Restricting head node usage

How severe does this issue affect your experience of using Ray?

  • Low: It annoys or frustrates me for a moment.

I have a local on-premise cluster of 5 identical machines (8 cores each).

I would like to restrict ray to only use 4 (of the 8) cores on the head node.

How can I do this?

cc @Chen_Shen, do you have insight here?

hi @xydote Ray doesn’t have built-in support using a proportion of physical resources on a single machine (with the exception of GPUs).

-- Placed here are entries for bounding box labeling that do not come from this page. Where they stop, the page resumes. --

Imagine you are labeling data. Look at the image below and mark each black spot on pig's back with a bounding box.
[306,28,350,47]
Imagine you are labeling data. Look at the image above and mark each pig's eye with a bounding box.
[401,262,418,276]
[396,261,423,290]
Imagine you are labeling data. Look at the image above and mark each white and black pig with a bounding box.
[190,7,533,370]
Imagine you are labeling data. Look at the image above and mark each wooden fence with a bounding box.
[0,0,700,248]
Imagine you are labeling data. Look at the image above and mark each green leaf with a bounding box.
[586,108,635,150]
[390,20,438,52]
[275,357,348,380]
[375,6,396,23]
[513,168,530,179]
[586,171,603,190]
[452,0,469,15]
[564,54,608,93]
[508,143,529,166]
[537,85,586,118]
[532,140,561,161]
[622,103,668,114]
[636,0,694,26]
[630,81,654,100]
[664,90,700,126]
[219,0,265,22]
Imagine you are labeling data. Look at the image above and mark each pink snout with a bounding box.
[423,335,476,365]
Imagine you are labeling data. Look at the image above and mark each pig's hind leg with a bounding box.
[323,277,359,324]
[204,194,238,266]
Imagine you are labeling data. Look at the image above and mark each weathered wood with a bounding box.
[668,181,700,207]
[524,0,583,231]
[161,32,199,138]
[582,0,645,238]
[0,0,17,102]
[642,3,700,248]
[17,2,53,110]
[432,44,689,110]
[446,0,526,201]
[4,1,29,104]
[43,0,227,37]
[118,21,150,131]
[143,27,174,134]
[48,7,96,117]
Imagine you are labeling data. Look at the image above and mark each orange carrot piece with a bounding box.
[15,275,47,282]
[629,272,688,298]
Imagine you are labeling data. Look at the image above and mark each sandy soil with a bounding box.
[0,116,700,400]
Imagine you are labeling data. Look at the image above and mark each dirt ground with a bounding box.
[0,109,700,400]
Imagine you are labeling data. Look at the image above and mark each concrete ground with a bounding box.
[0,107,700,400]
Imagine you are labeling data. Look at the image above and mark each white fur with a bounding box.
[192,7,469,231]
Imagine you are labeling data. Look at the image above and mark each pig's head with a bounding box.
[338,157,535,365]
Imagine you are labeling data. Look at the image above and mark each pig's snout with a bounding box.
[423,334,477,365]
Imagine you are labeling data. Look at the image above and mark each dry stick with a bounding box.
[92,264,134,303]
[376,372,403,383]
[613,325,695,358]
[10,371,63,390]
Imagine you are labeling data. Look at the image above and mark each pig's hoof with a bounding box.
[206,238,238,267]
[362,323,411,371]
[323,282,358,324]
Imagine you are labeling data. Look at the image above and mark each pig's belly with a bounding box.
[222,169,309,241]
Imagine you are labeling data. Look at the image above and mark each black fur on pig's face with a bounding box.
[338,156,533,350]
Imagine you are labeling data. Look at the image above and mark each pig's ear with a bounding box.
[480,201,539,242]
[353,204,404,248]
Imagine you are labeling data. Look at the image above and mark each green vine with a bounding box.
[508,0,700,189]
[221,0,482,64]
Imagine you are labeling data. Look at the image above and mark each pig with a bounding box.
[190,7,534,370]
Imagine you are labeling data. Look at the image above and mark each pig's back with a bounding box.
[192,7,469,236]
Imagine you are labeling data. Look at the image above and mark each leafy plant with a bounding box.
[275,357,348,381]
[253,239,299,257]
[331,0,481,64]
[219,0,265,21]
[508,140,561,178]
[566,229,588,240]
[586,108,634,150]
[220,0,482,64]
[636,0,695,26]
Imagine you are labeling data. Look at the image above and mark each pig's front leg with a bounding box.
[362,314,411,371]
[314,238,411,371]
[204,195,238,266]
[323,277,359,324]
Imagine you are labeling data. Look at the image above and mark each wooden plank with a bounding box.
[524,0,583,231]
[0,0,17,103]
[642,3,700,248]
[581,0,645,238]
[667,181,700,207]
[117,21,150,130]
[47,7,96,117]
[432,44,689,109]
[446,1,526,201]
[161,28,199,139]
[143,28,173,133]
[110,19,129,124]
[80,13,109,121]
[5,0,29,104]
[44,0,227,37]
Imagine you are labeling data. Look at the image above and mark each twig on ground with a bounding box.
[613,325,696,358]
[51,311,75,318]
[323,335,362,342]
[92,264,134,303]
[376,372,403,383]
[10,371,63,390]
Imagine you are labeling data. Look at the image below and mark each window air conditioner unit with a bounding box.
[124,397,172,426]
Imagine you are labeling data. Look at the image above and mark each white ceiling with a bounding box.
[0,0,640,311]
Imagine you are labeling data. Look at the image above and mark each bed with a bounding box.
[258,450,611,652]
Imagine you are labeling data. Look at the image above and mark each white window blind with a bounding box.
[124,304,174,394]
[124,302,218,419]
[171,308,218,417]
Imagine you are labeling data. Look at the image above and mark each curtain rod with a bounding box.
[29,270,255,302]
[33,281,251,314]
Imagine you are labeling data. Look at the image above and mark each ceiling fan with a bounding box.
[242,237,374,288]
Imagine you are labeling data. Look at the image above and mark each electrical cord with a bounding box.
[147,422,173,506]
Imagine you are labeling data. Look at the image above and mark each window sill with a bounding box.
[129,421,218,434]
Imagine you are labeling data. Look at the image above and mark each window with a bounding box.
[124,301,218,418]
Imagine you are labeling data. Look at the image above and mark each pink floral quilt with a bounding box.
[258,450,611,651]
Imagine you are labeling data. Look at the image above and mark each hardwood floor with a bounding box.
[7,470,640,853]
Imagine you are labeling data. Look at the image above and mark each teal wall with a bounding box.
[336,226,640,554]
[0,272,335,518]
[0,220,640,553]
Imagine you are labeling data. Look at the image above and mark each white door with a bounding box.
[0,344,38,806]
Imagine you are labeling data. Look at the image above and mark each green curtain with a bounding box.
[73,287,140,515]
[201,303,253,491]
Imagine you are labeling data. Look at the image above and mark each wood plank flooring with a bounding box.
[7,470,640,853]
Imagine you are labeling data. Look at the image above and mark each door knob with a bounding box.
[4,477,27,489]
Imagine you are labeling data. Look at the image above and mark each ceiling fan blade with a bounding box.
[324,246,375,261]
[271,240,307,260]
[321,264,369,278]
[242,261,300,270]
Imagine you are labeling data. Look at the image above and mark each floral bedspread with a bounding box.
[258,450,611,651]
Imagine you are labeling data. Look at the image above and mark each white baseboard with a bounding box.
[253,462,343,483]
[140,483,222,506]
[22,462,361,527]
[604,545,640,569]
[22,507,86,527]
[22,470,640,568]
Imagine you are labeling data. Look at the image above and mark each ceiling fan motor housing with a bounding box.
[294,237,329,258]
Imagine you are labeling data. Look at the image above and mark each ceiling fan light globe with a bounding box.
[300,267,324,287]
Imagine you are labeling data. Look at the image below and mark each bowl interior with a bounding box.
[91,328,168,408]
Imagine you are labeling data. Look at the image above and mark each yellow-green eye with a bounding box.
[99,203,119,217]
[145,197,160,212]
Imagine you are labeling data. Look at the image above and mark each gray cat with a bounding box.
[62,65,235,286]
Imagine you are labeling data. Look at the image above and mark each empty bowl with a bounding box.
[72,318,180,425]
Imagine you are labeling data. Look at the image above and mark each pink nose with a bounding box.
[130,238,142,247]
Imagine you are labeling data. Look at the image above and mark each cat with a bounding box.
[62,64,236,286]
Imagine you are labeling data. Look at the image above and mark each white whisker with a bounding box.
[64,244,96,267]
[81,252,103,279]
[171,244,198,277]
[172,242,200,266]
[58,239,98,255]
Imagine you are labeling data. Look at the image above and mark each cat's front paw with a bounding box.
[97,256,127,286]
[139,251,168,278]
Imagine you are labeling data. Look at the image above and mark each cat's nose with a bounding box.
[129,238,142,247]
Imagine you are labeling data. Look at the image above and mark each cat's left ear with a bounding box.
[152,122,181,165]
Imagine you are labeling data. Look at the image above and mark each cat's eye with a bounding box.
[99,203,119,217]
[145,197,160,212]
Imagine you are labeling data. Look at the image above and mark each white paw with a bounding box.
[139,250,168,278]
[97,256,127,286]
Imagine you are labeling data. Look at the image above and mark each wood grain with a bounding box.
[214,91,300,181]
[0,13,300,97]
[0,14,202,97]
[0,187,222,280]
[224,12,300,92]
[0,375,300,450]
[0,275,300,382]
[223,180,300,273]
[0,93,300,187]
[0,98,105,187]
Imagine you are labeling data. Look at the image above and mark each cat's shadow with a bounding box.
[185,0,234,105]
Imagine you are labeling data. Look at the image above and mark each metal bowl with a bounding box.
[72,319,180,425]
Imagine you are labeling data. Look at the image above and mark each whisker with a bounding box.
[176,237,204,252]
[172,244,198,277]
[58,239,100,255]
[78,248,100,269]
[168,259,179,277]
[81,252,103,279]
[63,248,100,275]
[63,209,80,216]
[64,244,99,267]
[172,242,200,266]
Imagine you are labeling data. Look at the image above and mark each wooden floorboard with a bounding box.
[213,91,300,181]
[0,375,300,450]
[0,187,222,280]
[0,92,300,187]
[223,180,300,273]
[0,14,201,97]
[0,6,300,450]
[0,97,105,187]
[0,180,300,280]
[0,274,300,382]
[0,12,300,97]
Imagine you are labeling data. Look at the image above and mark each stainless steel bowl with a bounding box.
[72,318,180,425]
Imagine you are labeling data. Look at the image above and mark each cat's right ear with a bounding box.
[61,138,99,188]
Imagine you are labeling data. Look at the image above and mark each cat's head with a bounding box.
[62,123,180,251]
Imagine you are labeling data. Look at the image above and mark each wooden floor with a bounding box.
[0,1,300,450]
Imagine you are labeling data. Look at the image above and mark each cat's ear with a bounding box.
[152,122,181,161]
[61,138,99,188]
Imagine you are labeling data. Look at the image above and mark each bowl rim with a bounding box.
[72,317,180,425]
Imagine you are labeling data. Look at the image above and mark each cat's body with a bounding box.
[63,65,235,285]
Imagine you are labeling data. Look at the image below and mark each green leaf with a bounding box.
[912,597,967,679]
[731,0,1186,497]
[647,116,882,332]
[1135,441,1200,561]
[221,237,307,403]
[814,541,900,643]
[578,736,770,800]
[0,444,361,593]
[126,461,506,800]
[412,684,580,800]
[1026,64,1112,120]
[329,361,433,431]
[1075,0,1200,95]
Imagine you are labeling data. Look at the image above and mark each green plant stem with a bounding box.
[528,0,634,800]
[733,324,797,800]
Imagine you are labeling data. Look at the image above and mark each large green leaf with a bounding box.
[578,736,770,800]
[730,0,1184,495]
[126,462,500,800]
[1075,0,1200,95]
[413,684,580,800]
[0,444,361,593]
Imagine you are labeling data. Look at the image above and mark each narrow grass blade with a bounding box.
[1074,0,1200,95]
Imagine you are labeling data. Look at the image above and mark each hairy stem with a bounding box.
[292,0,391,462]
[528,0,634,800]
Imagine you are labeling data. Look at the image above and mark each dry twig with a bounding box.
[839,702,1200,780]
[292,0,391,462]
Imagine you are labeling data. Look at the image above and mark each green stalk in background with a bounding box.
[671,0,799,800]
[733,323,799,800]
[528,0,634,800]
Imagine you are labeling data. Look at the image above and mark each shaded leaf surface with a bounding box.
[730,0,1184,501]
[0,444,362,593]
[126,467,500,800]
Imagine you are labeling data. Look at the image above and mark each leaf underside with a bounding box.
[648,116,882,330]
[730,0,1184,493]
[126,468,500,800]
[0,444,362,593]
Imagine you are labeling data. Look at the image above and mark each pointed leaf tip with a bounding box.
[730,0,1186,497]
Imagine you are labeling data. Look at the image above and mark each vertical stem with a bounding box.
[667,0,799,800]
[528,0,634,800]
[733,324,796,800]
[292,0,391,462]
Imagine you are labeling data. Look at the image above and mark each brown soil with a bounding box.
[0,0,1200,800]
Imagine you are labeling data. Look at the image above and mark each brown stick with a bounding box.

There is some ongoing work to use Ray workers in containers (where you can limit the resource used by the container) but it remains experimental.

@Chen_Shen,

Perhaps I am not understanding the question but couldn’t they just start ray on that node with

ray start / ray.init with the argument num_cpus=4?

@mannyv that’s a great question.
So when you override those system resources, it only affects ray’s scheduler (so it won’t schedule more than 4 tasks if the node is allocated with 4cpus) ; but it doesn’t prevent your task (i.e. if you started multiple threads in a single task) to use more resources than needed.

https://docs.ray.io/en/master/ray-core/tasks/resources.html

If specifying CPUs, Ray does not enforce isolation (i.e., your task is expected to honor its request).

Yeah this is not possible at the Ray level. If you’d like to achieve it, you can probably deploy ray within a container (with CPU restriction on a container).